There is no "standard volcano" or "standard volcanic eruption". However, to perform the calculation you want to do, you could use the "typical" of "average" volcanic eruption.

The characteristics of the "average" volcanic eruption can be found by calculating the average parameters of many volcanic eruptions. Such averages are not often reported, because the variability of volcanic eruption sizes and compositions is so large that averaging them doesn't makes much sense. But it does for your very particular application.
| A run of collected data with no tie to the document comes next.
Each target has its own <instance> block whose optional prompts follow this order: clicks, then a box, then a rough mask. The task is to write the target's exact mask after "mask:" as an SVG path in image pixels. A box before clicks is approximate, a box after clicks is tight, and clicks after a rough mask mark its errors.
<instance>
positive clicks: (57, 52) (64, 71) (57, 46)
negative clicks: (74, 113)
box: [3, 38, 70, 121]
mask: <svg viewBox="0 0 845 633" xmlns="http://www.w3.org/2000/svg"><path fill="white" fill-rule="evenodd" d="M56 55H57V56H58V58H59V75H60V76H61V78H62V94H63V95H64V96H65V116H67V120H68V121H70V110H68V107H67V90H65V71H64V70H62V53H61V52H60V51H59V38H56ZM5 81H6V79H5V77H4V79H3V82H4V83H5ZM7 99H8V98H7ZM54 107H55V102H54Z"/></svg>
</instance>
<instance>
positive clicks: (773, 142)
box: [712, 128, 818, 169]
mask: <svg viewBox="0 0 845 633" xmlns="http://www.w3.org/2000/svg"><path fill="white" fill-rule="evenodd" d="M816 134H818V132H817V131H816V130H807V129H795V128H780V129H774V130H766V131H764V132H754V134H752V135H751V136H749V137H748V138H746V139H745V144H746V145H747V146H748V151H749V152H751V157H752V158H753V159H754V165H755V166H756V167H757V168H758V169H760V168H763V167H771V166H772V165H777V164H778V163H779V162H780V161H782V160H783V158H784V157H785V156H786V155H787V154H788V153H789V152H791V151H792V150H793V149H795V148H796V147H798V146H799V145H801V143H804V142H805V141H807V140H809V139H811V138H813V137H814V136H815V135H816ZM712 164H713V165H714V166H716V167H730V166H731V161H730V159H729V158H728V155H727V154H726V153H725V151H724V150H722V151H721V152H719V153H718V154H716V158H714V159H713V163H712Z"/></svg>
So let's try to estimate how the "typical" volcanic eruption looks like:

Let's first figura out the typical volume of ejecta produced by a volcanic eruption: this is usually measured by the VEI (Volcanic Explosivity Index), and the formula to turn VEI into volume is

$\text{Ejecta volume}=10^{-4+\text{VEI}} \, \text{km}^3$

If we download NOAA's Significant Volcanic Eruption Database, it contains 646 recorded eruptions from 1750 to the present, and 498 of them have reported VEI values. Computing the volume ejected by each eruption (using the above formula) and taking the average we get that the "typical" eruption produces 3.2 km$^3$ of ejecta.

Using an average density of volcanic ejecta of 2 g/cm$^3$, this average volume corresponds to $6.4 \times 10^{12}$ g or 6,400,000 tons.

In typical magma, about 0.5% of its mass corresponds to gases, and for our "typical" mass that would corresponds to $3.2 \times 10^{10}$ g or 32,000 tons of gases in a "typical" volcanic eruption.

Now, about 7% of the gases corresponds to SO$_2$. That means that 0.035% of the mass of the ejecta is SO$_2$, and for our "typical" mass that would corresponds to $2.24 \times 10^9$ g or 2,240 tons of SO$_2$ in a "typical" volcanic eruption.

As you will see if you follow my references, I've pulled the above figures from multiple sources with varying degrees of reliability. Therefore, if you want a more precise estimate you can search for more accurate and updated values and repeat the exercise.